Carolina adalah potret kebanyakan kaum perempuan di pedalaman Papua. Mereka lebih memilih melahirkan di hutan dibandingkan rumah sakit. Bukan tanpa alasan, karena akses dan sarana transportasi menuju rumah sakit yang selalu ada di pusat kota sangatlah minim.
Perjalanan saya menuju Kampung Kibay tidaklah mudah. Maklum saja otonomi khusus yang digembar-gemborkan pemerintah hanya terjadi di pusat kota. Di pedalaman dan perbatasan, hanya ada jalan tanah dan berbatu. Mobil pun harus menggunakan double gardan.
Pemandangan selama di perjalanan hanyalah tampak hutan gundul. Hutan yang sengaja dibuka untuk perkebunan kelapa sawit. Beruntung, kebun kelapa sawit ini membuka lapangan pekerjaan bagi masyarakat lokal. Semua pekerja diangkut menggunakan truk untuk pergi dan pulang.

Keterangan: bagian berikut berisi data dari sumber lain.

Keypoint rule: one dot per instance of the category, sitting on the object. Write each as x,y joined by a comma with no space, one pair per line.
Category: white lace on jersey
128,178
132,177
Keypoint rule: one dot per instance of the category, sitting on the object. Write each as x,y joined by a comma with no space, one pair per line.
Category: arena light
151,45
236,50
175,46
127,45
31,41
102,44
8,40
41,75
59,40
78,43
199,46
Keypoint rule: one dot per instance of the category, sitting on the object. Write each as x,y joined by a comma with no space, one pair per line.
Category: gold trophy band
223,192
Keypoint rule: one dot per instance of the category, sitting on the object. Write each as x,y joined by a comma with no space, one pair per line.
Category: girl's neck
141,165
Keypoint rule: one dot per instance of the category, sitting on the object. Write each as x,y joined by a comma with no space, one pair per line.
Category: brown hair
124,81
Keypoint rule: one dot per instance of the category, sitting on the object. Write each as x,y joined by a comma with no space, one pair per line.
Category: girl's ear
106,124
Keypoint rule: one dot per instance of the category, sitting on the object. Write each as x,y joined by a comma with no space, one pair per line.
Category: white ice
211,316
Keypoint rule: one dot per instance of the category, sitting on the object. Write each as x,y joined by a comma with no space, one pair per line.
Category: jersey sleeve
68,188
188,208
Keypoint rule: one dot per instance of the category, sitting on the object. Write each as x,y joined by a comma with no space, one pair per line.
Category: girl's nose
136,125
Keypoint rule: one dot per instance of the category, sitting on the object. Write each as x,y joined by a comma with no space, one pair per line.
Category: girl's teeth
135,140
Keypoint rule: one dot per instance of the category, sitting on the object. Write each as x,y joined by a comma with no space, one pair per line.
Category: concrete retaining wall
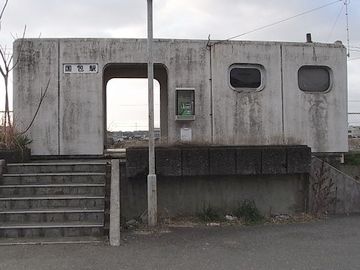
346,190
191,178
189,195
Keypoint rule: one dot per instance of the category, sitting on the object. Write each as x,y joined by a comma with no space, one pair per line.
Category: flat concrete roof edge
216,42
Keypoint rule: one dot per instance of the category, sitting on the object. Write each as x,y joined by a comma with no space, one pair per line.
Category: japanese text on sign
81,68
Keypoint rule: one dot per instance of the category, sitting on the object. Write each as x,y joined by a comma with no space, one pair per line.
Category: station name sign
81,68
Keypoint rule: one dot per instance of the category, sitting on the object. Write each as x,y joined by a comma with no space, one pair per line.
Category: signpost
151,179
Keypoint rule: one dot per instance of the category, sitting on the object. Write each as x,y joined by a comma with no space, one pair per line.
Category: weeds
248,212
208,214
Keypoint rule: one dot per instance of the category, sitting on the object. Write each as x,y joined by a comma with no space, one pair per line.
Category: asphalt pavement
328,244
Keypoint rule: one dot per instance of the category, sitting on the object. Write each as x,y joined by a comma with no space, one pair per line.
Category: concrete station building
238,121
218,93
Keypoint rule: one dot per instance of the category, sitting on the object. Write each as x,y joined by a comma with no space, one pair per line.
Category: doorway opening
126,105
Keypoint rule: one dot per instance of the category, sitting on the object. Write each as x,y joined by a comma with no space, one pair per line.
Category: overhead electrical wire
284,20
335,23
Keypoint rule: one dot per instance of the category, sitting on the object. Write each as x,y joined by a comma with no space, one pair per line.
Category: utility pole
151,179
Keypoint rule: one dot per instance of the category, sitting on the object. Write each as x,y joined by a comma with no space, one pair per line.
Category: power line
335,23
281,21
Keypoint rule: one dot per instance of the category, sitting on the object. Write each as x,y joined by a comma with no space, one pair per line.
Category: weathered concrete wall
317,119
190,178
345,191
189,195
71,119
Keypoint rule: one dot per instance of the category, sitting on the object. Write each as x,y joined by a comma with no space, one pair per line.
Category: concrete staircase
58,200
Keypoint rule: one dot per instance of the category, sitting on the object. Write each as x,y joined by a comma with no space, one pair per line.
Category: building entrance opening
127,112
126,105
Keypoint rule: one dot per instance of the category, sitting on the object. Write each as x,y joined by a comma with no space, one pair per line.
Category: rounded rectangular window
314,78
245,77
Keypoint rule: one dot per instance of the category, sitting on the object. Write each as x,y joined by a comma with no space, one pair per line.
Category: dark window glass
314,78
245,77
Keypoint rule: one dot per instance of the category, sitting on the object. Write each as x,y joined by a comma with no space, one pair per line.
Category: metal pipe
151,179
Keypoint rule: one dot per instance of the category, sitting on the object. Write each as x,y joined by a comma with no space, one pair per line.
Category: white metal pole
151,179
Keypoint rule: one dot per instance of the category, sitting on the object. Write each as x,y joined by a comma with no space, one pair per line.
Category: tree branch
42,96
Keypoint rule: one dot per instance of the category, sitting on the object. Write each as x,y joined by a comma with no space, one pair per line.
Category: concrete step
42,167
52,178
51,189
93,240
68,229
60,215
56,201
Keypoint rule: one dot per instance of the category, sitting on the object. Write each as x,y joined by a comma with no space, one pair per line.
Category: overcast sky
189,19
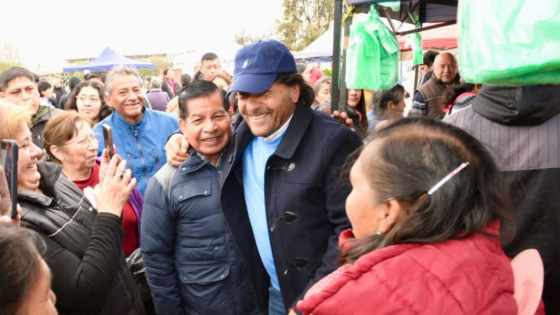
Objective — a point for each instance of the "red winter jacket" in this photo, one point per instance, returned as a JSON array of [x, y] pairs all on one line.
[[468, 276]]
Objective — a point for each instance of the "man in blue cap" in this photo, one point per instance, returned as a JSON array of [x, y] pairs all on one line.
[[283, 195]]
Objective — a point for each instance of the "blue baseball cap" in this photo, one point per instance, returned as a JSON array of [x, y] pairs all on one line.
[[257, 65]]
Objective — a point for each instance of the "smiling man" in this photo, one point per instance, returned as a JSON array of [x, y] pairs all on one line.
[[139, 134], [192, 263], [17, 86], [428, 98]]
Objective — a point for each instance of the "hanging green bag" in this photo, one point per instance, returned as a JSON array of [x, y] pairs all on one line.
[[509, 42]]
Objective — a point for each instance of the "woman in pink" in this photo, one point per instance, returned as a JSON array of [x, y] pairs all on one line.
[[426, 209]]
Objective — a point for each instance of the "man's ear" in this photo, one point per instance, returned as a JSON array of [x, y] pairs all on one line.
[[392, 210], [57, 153], [108, 100], [183, 125], [294, 93]]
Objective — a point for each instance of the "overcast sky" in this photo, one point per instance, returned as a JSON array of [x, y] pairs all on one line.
[[48, 32]]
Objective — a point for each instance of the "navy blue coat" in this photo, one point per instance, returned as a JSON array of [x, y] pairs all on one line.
[[303, 176], [192, 263]]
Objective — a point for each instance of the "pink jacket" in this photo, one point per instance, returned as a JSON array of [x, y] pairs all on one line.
[[468, 276]]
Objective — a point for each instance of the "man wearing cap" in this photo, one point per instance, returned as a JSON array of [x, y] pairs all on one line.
[[283, 194]]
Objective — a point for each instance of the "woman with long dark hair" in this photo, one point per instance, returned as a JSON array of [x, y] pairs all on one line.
[[356, 111], [428, 210], [87, 99]]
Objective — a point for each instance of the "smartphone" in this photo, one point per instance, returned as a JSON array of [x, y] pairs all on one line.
[[108, 138], [9, 163]]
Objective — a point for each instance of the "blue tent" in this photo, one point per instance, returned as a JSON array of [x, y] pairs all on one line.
[[107, 60]]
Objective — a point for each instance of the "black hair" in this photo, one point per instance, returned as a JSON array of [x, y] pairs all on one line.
[[20, 249], [43, 86], [195, 90], [430, 57], [208, 56], [291, 79], [71, 103], [382, 98], [185, 79], [406, 159], [73, 82], [13, 73]]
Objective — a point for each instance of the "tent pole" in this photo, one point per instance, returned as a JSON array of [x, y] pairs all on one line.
[[336, 79], [343, 87]]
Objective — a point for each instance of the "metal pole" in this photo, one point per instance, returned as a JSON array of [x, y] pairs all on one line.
[[343, 88], [335, 93]]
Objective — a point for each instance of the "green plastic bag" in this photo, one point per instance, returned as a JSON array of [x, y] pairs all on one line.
[[372, 55], [509, 42]]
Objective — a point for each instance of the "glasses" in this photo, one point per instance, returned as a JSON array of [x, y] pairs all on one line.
[[86, 141], [451, 67], [92, 99]]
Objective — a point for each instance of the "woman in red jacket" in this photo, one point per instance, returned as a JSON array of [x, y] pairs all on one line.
[[426, 210]]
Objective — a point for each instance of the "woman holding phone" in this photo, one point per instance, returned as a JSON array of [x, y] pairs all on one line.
[[70, 142], [84, 243]]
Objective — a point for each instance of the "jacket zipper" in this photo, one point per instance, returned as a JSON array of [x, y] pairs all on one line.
[[157, 159], [227, 223], [141, 156], [130, 164]]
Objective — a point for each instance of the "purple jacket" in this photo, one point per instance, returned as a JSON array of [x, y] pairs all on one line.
[[158, 99], [136, 200]]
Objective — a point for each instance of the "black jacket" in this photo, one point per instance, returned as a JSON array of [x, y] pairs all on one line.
[[90, 275], [520, 126], [303, 176]]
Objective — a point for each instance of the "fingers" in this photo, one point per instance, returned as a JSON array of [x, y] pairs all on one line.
[[184, 145]]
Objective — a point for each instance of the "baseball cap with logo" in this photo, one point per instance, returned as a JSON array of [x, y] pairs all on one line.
[[257, 66]]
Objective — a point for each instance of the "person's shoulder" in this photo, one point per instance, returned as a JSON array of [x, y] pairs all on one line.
[[106, 121]]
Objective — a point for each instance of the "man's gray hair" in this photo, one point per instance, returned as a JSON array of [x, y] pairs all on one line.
[[121, 70], [156, 83]]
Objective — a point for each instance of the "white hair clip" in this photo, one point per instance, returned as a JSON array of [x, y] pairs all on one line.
[[448, 177]]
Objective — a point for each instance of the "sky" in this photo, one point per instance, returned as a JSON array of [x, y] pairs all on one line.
[[49, 32]]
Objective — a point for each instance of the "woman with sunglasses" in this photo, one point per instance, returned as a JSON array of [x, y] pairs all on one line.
[[83, 233], [70, 142], [87, 99]]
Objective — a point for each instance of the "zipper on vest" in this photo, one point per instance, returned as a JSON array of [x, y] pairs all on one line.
[[141, 156], [157, 158]]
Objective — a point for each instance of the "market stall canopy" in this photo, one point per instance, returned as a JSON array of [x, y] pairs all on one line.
[[442, 38], [429, 11], [109, 59]]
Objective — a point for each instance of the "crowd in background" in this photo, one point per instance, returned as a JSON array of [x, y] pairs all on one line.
[[247, 195]]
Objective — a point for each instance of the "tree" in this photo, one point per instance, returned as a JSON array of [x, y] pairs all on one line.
[[304, 21], [11, 54], [161, 64], [243, 38]]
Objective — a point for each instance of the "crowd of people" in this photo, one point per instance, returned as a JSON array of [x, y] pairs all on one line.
[[245, 195]]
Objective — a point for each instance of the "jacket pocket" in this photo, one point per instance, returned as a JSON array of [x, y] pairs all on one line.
[[203, 250], [187, 191], [205, 289]]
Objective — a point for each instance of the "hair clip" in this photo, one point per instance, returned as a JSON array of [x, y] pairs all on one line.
[[448, 177]]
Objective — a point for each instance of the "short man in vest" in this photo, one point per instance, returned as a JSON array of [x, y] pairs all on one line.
[[427, 99]]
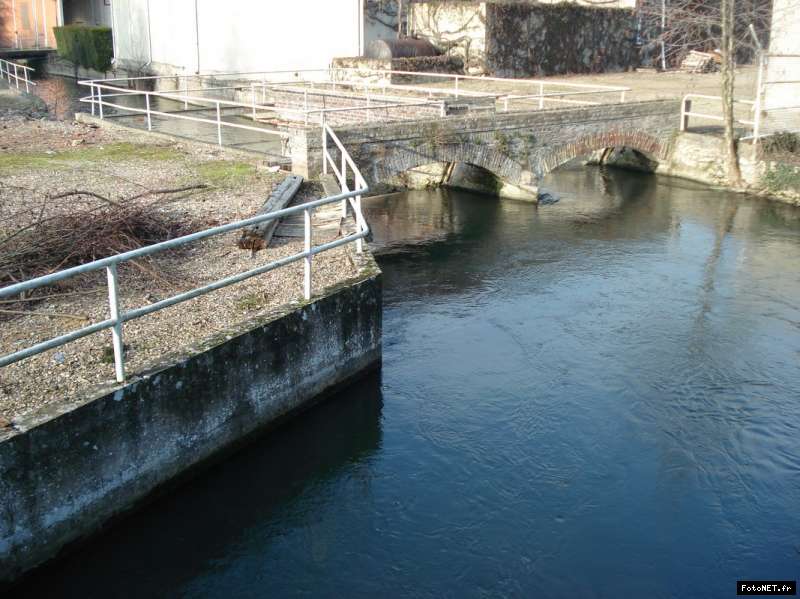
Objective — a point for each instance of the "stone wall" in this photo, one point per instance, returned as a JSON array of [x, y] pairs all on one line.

Akses jalan yang bisa dilalui mobil hanya sampai di depan kampung. Kibay hanya bisa ditempuh dengan berjalan kaki selama 1 jam menembus hutan. Inilah potret kampung di perbatasan. Benar-benar terisolir.
Kibay adalah tempat 33 kepala keluarga masyarakat asli Papua bermukim. Kondisinya memang memprihatinkan, tak ada sarana mandi cuci kakus (MCK). Semua dilakukan di kali Asin yang mengalir di kampung ini. Tak heran banyak anak-anak yang terserang penyakit kulit. Bayangkan saja, mereka tidak mengenal sabun, apalagi pasta dan sikat gigi. Berendam di sungai menurut mereka sudah bersih.
50 anak kampung Kibay bisa menikmati pendidikan. Ruang kelas yang tersedia di Sekolah Dasar Inpres hanya 2 dan 2 guru honorer. Jadwal belajar mengajar diatur supaya semua tingkatan kelas bisa belajar setiap harinya. Tak ada siswa kelas 6 di sini, karena mereka harus pindah ke pusat distrik yang berjarak 11 kilometer. Meski dengan keterbatasan, mereka (para siswa-red) sangat bersemangat.
Ketika saya datang ke sekolah, mereka sedang melakukan upacara penghormatan kepada sang saka merah putih yang sudah kusam dan terkoyak di ujungnya. Sebagai rakyat Indonesia, Pancasila sepertinya sudah di luar kepala (hafal-red). Tapi tidak di sini, masyarakat Kibay tidak hafal sila dalam Pancasila. Sila 1 hingga 3, mereka masih lancar melafalkannya. Setelah itu, yang terucap langsung Sila ke 5, itupun hanya penggalan kata "Bagi seluruh rakyat Indonesia". Kata keadilan tidak diikut sertakan, apa karena masyarakat di sana merasa belum menikmati rasa keadilan itu. Sementara sila ke 4 hilang, entah sengaja atau memang mereka tidak hafal karena kalimat yang terlalu panjang.
Begitulah Papua, mereka sepertinya merasa terasing di negerinya sendiri. Papua biar bagaimanapun tetap bagian dari Indonesia.